The Faculty of English has expressed that they are “committed in the long term to the value and efficacy of setting a standard test for all applicants’”and “hope to be in a position to run the Oxford ELAT again” in the future.

Following the disrupted admissions tests in 2023, the University severed ties with Tata Consultancy Services (TCS) as its test provider, after only one year of a partnership aimed at digitising the testing process. The University has since announced that they are working on new arrangements for all other admissions tests, which are set to continue in October 2024. 

The most recent major change to the University’s admissions testing process was the permanent removal practical test for candidates applying for Fine Art, a decision made as part of the transition to remote interviews in 2020.

A spokesperson of the University of Oxford told Cherwell: “We are putting in place arrangements for our admissions tests in 2024, and will be communicating with applicants, schools and test centres shortly.” 
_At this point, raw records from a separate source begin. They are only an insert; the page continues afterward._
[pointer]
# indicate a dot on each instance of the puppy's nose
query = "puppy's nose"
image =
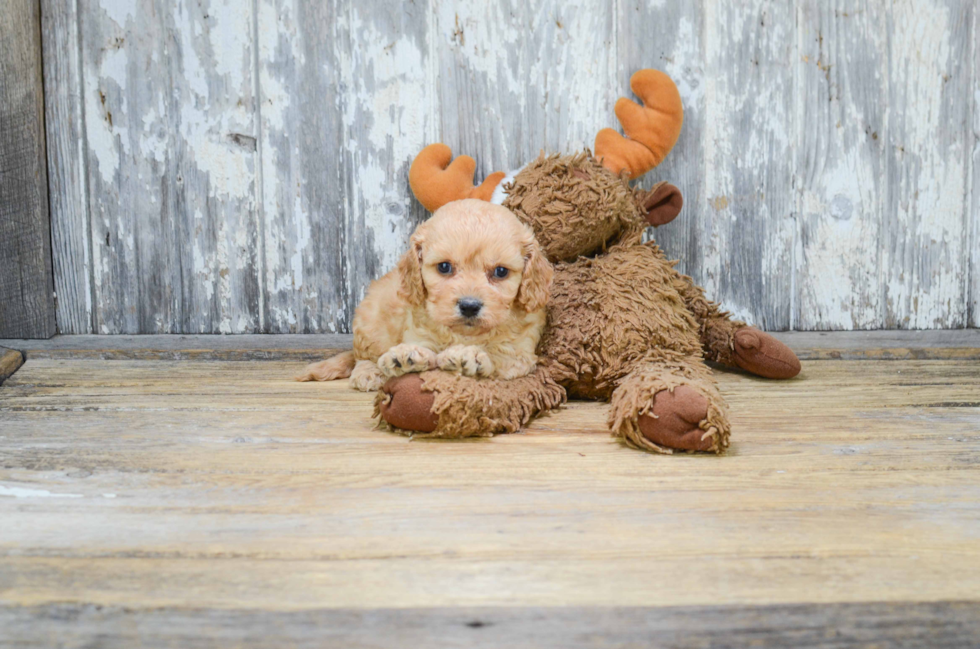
(469, 307)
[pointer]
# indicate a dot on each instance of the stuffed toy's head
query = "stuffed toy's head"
(578, 204)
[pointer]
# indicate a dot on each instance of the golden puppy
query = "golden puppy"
(469, 296)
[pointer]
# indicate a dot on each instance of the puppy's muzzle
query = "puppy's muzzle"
(469, 307)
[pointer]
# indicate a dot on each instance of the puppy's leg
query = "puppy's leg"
(468, 360)
(338, 367)
(404, 358)
(514, 366)
(366, 377)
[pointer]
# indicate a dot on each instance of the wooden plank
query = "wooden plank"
(841, 164)
(299, 59)
(481, 104)
(26, 287)
(67, 176)
(962, 344)
(928, 152)
(749, 135)
(388, 118)
(941, 625)
(171, 157)
(973, 215)
(228, 486)
(167, 347)
(10, 362)
(573, 75)
(670, 38)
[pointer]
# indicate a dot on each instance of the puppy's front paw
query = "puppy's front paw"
(468, 360)
(366, 377)
(403, 359)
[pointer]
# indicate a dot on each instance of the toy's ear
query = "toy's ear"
(661, 204)
(412, 288)
(537, 276)
(651, 129)
(435, 181)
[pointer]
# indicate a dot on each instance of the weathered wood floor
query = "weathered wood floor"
(165, 500)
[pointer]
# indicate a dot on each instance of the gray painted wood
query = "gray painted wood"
(253, 178)
(973, 215)
(26, 290)
(840, 160)
(303, 183)
(171, 161)
(673, 43)
(67, 191)
(929, 140)
(909, 625)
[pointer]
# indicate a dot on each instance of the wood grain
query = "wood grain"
(10, 362)
(929, 148)
(829, 158)
(943, 625)
(168, 99)
(840, 164)
(26, 288)
(209, 485)
(71, 227)
(973, 216)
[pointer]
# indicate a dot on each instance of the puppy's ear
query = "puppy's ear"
(412, 288)
(538, 273)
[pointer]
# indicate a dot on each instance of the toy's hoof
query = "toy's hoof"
(676, 418)
(760, 353)
(407, 406)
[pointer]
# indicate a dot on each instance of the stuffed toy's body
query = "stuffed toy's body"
(623, 324)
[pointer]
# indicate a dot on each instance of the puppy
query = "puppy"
(469, 296)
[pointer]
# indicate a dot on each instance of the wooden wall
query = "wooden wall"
(241, 166)
(27, 307)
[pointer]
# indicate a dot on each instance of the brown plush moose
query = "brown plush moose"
(623, 324)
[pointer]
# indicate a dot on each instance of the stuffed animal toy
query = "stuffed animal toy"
(623, 324)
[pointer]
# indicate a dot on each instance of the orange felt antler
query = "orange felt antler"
(436, 182)
(652, 128)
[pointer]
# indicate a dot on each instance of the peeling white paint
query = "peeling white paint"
(781, 215)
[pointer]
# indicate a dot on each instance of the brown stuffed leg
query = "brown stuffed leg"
(668, 403)
(734, 343)
(446, 404)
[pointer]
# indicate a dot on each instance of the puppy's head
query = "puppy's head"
(474, 265)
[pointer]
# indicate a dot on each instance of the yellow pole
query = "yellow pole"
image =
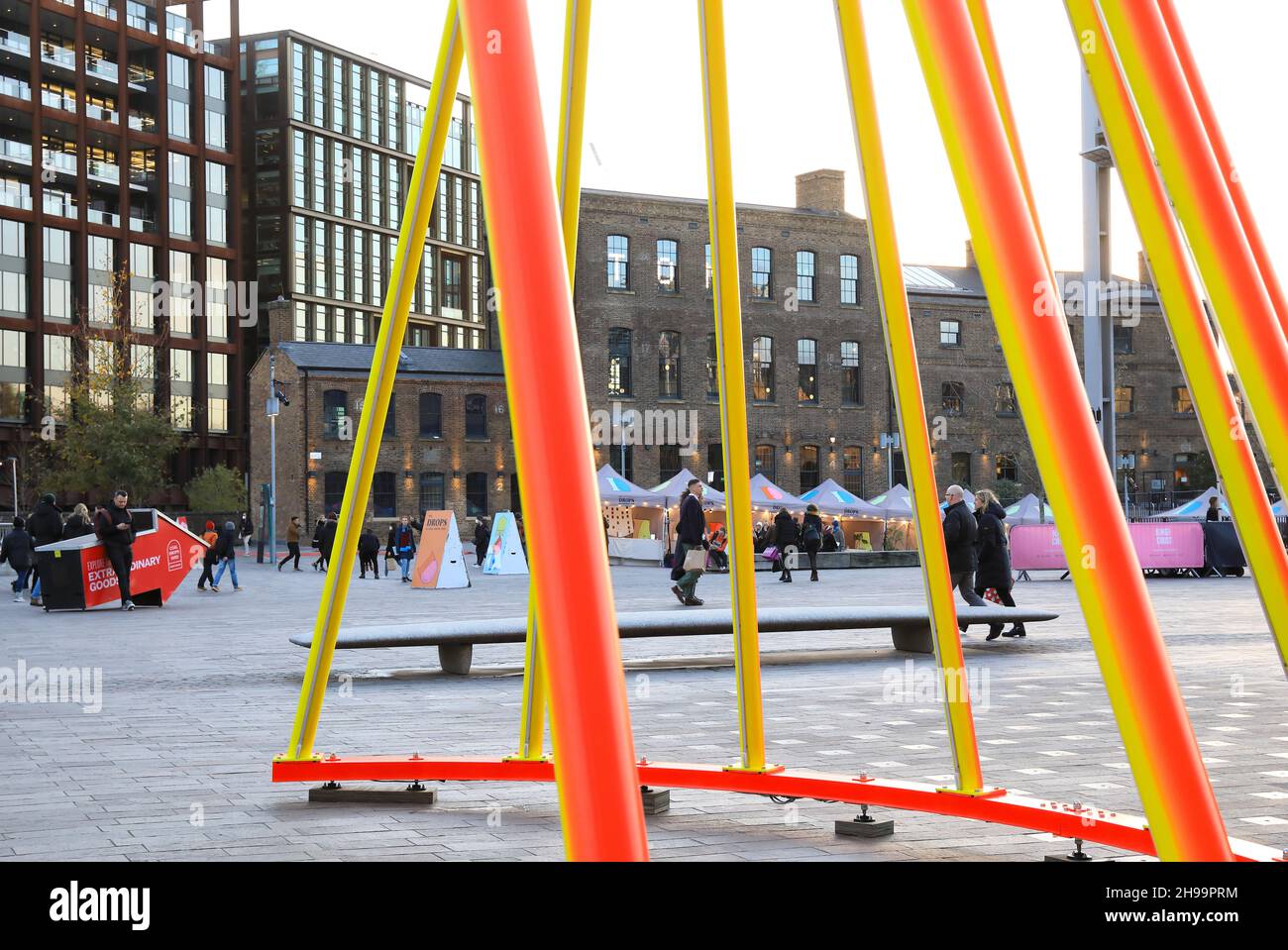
(380, 385)
(572, 119)
(1186, 318)
(910, 403)
(733, 390)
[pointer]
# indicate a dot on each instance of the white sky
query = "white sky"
(791, 115)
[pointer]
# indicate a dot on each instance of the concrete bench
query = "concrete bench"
(910, 627)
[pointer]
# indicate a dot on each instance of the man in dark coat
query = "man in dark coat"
(116, 531)
(691, 533)
(960, 534)
(46, 527)
(995, 558)
(21, 553)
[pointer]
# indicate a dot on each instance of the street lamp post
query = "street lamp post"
(271, 408)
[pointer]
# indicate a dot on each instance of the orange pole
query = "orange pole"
(1185, 55)
(603, 817)
(1173, 788)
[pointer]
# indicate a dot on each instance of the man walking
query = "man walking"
(292, 544)
(115, 529)
(691, 534)
(960, 534)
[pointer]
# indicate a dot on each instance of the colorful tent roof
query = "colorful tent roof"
(671, 488)
(1197, 510)
(1029, 510)
(613, 489)
(768, 495)
(894, 503)
(833, 499)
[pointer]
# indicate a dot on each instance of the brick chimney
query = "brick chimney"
(820, 190)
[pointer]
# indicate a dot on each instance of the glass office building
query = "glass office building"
(329, 143)
(119, 170)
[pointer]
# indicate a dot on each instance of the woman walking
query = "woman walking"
(811, 536)
(995, 559)
(785, 534)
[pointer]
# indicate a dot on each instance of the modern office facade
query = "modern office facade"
(120, 213)
(329, 142)
(818, 390)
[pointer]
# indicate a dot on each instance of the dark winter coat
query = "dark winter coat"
(692, 529)
(816, 542)
(369, 545)
(785, 531)
(960, 534)
(18, 550)
(995, 557)
(227, 545)
(46, 524)
(106, 527)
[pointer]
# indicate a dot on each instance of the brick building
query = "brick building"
(446, 442)
(818, 389)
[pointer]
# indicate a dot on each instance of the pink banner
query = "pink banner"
(1158, 545)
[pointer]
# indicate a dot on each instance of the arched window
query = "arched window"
(476, 494)
(476, 416)
(433, 494)
(1006, 469)
(335, 407)
(333, 490)
(763, 369)
(430, 416)
(618, 262)
(809, 468)
(805, 275)
(669, 365)
(384, 494)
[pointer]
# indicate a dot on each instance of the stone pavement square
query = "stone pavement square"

Oxford is not the only university to revise their admissions test procedure. Until recently, most selective US colleges had adopted a ‘test-optional’ policy, not requiring candidates to disclose SAT or ACT results as part of their application. This attitude was largely adopted over concerns regarding the close link between a candidate’s results and their race and family income, as well as the opportunity for coaching for advantaged students. In recent years, however, many elite colleges, including Harvard University, Yale University and MIT, have reversed their stance, reinstating standardised testing as a required part of a candidate’s application.